Mi Madre Humilló A Mis Hijos Frente A Todos En La Parrillada Familiar. Pero Les Recordé De Quién…

Tuvimos tres accidentes laborales menores el último año, pero si la póliza era anulada, nosotros asumiríamos toda la deuda. Hablamos de cientos de miles de dólares. Fotografié, imprimí y clasifiqué cada documento, correo, informe y registro que probara las negligencias. Me tomó el fin de semana entero, pero fui meticuloso. El lunes hice tres llamadas, una a la aseguradora, otra a la Agencia Estatal de Licencias y la última OSA, todas anónimas, con pruebas adjuntas. Cuando mencioné lo de los trabajos eléctricos sin licencia, la mujer que atendió la llamada se interesó de inmediato.

Dijo trabajos eléctricos sin certificación vigente.

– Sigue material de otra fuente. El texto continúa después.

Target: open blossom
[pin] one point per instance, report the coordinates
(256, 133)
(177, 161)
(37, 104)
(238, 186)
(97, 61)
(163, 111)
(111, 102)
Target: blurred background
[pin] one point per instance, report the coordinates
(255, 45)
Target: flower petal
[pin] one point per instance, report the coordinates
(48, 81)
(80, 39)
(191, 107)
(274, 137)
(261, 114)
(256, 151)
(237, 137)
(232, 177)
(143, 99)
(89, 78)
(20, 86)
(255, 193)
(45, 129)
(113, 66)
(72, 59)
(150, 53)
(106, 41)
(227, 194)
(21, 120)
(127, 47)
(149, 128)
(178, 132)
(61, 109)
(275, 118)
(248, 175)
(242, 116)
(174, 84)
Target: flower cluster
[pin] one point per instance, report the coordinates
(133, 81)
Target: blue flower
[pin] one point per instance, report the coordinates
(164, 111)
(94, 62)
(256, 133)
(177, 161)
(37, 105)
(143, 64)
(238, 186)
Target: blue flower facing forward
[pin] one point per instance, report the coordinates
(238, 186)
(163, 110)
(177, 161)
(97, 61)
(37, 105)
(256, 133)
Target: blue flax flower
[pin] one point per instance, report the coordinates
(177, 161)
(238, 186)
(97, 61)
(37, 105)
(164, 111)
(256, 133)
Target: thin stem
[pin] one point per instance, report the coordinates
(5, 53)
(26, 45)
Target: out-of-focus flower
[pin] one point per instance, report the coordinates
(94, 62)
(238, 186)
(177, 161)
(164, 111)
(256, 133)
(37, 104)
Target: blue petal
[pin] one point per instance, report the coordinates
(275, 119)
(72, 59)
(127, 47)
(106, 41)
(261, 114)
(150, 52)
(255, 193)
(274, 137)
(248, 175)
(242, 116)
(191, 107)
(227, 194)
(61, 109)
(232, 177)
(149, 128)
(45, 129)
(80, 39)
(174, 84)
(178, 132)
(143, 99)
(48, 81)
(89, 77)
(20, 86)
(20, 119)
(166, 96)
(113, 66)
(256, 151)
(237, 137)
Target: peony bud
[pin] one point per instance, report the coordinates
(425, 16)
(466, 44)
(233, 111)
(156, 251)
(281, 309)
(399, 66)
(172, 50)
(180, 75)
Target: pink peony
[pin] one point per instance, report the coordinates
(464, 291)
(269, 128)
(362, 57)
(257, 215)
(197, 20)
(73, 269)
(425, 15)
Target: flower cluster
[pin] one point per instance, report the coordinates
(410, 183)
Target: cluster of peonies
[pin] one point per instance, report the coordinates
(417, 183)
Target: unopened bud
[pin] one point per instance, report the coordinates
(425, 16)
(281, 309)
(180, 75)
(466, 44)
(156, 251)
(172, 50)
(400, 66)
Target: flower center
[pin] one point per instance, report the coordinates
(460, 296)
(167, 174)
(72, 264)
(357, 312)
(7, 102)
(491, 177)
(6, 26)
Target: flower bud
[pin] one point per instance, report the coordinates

Sí, señora, tengo documentación desde hace casi 2 años. Eso es un delito. Necesitamos una denuncia formal con las pruebas adjuntas. La tendrán esta tarde, respondí. Colgé el teléfono y me quedé en silencio. En apenas tres llamadas había puesto en peligro el negocio, la reputación y quizás hasta la libertad de Adrián si se iniciaba un proceso penal. Pero aún no había terminado, porque mis padres también necesitaban una lección. Querían hacer distinciones entre quién merecía un trato especial y quién no.

Era hora de que vieran lo que valía su hijo ejemplar. El miércoles alrededor de las 9 de la mañana yo estaba en la obra de los Hendrix revisando los cimientos cuando mi teléfono comenzó a sonar. Era Adrián. Lo dejé ir al buzón porque estaba ocupado y no tenía ánimo para hablar con él. Llamó otra vez 5 minutos después. A la cuarta llamada, supuse que algo pasaba. ¿Dónde estás? Necesito que vengas a la oficina. Ya tenemos problemas, dijo con un tono completamente distinto al habitual, más cerca del pánico que de su arrogancia habitual.